Cor Ciutat de Mataró: Lux In Nocte
Cor Ciutat de Mataró: Lux In Nocte
43ª Setmana de Música Antiga
Capella dels Dolors (Mataró, Barcelona)
7 de noviembre, 2025
La 43ª edición de la Semana de Música Antigua de Mataró (Barcelona) se luce este año bajo el lema El so del seny i la rauxa como eje vertebrador de todo el ciclo. A saber: la exploración de los efectos sonoros para expresar las emociones en el paso del Renacimiento al Barroco en la música europea de los siglos XVI a XVIII. No en vano se han escogido dos autorretratos de Joseph Ducreux (1735-1802) como reclamo publicitario y resumen temático: uno que pretende representar la sorpresa en el rostro del retratado que, en el otro cuadro, se dirige a nosotros con el gesto de pedir silencio.
La Capella dels Dolors, sita en el interior de la Basílica de Santa María en Mataró, se quedó pequeña al agotarse todas las entradas para el concierto inaugural, organizado con pulso férreo por Toni Cruanyes, siempre atento y entregado a las labores de promoción cultural del municipio. El marco elegido para tal evento no podía ser más significativo, pues toda persona que tiene el privilegio de estar allí regodea la vista golosamente y hasta con glotonería por la riquísima ornamentación que luce, repleto de detalles cromáticos y figurativos, así como por el juego de molduras y trampantajos falsamente arquitectónicos que parecen formar parte de la propia estructura. El trabajo del pintor y escultor Antoni Viladomat (1678-1755) es, cabe decirlo, impresionante, engarzando diversas escenas del Via Crucis y los Siete Dolores de la Virgen María que, además, se erige como una Pietà sosteniendo el cuerpo inerte de su hijo muerto en brazos.
El lugar decretado para enmarcar todos los fastos de esta semana de música barroca no puede ser más apropiado, considerando la fecha de su construcción, la cual coincidía con las disputas dialécticas y estéticas entre católicos y protestantes en tiempos de la Reforma y la Contrarreforma.
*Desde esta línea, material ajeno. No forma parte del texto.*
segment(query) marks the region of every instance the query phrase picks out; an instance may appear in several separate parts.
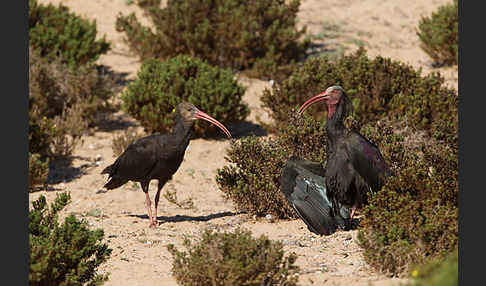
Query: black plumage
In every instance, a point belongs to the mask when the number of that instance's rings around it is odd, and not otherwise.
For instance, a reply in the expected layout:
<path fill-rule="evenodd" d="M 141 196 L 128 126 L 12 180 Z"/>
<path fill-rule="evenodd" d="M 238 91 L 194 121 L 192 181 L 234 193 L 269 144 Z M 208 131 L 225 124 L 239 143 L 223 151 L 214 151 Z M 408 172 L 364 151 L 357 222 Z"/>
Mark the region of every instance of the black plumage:
<path fill-rule="evenodd" d="M 327 197 L 332 202 L 333 214 L 338 214 L 340 205 L 351 207 L 351 221 L 355 210 L 367 203 L 367 192 L 379 191 L 386 177 L 393 173 L 376 145 L 356 130 L 345 127 L 344 120 L 352 105 L 340 86 L 331 86 L 310 98 L 299 113 L 321 100 L 328 108 L 324 173 Z"/>
<path fill-rule="evenodd" d="M 184 159 L 184 153 L 192 137 L 194 120 L 204 119 L 231 137 L 223 124 L 188 102 L 177 105 L 175 124 L 172 133 L 150 135 L 132 142 L 125 151 L 106 167 L 101 174 L 109 174 L 105 184 L 108 190 L 118 188 L 128 181 L 139 182 L 145 193 L 150 226 L 157 225 L 157 205 L 160 190 L 172 178 Z M 158 180 L 155 195 L 155 210 L 152 216 L 151 201 L 148 194 L 151 180 Z"/>
<path fill-rule="evenodd" d="M 280 176 L 280 190 L 309 231 L 329 235 L 346 227 L 349 209 L 341 206 L 338 216 L 332 213 L 328 199 L 324 168 L 318 162 L 291 157 Z"/>

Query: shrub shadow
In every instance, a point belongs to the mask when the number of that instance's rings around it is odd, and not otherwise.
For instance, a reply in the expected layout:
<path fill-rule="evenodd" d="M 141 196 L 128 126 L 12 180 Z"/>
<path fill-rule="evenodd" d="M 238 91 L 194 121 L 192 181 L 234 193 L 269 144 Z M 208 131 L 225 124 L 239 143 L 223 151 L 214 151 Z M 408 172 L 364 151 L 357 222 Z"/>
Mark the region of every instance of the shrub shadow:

Mientras que Carlos IX, en Francia, dictaba leyes que regulaban el uso común de la música porque se creía que algunos géneros, letras y bailes podían ser perniciosos para la juventud, el papa Paulo IV pensaba que los fieles no seguían el texto de la liturgia, sino que acomodaban el oído a la música, faltando así a su devoción pura con las palabras sagradas de Dios.
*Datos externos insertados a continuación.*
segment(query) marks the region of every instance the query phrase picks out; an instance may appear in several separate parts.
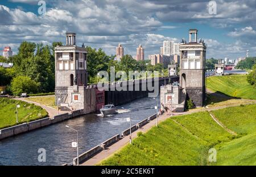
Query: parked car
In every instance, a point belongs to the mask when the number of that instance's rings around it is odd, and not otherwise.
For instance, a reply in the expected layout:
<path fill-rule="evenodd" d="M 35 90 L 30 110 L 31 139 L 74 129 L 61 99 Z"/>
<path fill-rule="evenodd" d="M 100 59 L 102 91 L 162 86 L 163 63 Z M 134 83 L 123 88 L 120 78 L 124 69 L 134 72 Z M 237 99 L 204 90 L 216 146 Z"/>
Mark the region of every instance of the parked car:
<path fill-rule="evenodd" d="M 22 93 L 20 95 L 20 97 L 26 98 L 28 97 L 28 96 L 27 95 L 27 93 Z"/>

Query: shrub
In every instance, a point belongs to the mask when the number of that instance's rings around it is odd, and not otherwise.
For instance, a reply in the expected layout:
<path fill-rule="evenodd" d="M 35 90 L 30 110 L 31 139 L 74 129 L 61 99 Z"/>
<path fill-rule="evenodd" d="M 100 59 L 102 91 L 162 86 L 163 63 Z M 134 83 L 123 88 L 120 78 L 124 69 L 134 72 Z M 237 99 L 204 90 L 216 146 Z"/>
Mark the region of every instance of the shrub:
<path fill-rule="evenodd" d="M 142 136 L 143 133 L 142 132 L 139 132 L 137 133 L 137 136 L 138 137 L 139 137 L 140 136 Z"/>

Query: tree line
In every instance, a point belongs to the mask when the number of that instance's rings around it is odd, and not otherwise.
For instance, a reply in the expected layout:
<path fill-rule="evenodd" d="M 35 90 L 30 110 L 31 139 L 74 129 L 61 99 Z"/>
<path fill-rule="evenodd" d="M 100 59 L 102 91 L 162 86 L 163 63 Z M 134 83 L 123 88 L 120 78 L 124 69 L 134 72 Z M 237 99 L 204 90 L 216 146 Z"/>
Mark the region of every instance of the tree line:
<path fill-rule="evenodd" d="M 51 45 L 43 45 L 23 41 L 19 45 L 17 54 L 9 60 L 0 56 L 0 62 L 14 64 L 11 68 L 0 67 L 0 86 L 6 86 L 6 92 L 14 95 L 20 95 L 22 92 L 54 92 L 54 48 L 57 45 L 62 45 L 62 43 L 53 42 Z M 101 48 L 96 50 L 86 47 L 86 49 L 89 83 L 96 82 L 97 74 L 100 71 L 107 71 L 109 73 L 111 66 L 115 66 L 115 71 L 155 70 L 167 73 L 162 64 L 152 66 L 149 61 L 137 61 L 128 54 L 118 62 L 114 60 L 115 56 L 107 55 Z"/>

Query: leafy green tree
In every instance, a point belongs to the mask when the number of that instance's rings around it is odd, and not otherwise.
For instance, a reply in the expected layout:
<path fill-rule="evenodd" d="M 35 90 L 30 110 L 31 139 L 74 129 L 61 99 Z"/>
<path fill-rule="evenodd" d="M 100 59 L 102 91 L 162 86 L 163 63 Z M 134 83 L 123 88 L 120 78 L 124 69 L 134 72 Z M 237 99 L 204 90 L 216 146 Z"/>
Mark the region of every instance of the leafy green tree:
<path fill-rule="evenodd" d="M 38 84 L 27 76 L 20 75 L 13 79 L 10 89 L 14 95 L 20 95 L 22 92 L 34 94 L 38 91 Z"/>
<path fill-rule="evenodd" d="M 86 47 L 87 49 L 87 71 L 90 78 L 95 77 L 100 71 L 106 71 L 110 57 L 107 56 L 102 49 L 98 50 L 90 47 Z"/>
<path fill-rule="evenodd" d="M 213 70 L 215 68 L 215 64 L 218 64 L 218 60 L 211 58 L 207 59 L 205 62 L 205 69 Z"/>

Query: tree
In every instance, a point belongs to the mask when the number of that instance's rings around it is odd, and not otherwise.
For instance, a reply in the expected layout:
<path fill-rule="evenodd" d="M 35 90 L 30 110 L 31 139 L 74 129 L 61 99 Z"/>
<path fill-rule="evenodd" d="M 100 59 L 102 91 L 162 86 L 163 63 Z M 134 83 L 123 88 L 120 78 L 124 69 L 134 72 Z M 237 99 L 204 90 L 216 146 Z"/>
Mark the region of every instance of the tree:
<path fill-rule="evenodd" d="M 11 83 L 11 90 L 14 95 L 20 95 L 23 92 L 34 94 L 38 91 L 37 83 L 27 76 L 20 75 L 14 78 Z"/>
<path fill-rule="evenodd" d="M 237 65 L 237 68 L 251 69 L 255 64 L 256 64 L 256 57 L 247 57 L 245 60 L 240 61 Z"/>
Paralelamente, Martín Lutero (1483-1546) defendía la traducción a la lengua vernácula de los versos que se cantaban en latín en las iglesias, aunque fuese tomando como base las melodías de temas populares que ya conocía previamente todo el pueblo. Por su parte, Juan Calvino (1509-1564) hizo lo propio con los salmos bíblicos del Rey David. De esta forma, se garantizaba una mayor comprensión y familiarización de la liturgia entre la villanía. Como era de esperar, la Santa Inquisición, monopolizada por los jesuitas y espoloneada por el Concilio de Trento, expuso su repulsa condenando estos cantos heréticos. Por suerte, San Felipe Neri (1515-1595) encontró una solución que convenció a la curia vaticana. Inspirándose en San Francisco de Asís, se aprobó la apropiación de cantos populares que él denominó laudi spirituali y que no era sino villancicos, odas marianas y pastorales dedicadas a la Madre Naturaleza en los que podía leerse entre líneas una salve a Dios y a su Creación.
Con estos mimbres la música polifónica del siglo XVI alcanzó su máxima plenitud, siendo los trabajos corales de una complejidad inaudita hasta entonces por dotar de mayor énfasis a la armonía y dando más importancia al entrelazado de voces (en detrimento de la comprensión de las palabras cantadas). De estos caldos surgió la moda del madrigalismo, género en el que se perseguía sobre todo poder expresar las emociones del texto cantado mediante los efectos vocálicos (trémolos, vibratos, falsetes, etc.). El madrigal fue sin duda la forma musical por excelencia durante la transición entre el Renacimiento y el Barroco, sirviéndose del uso del contrapunto y del contrafacto, técnica que no es más que la transposición de melodías populares en nuevas canciones con función religiosa.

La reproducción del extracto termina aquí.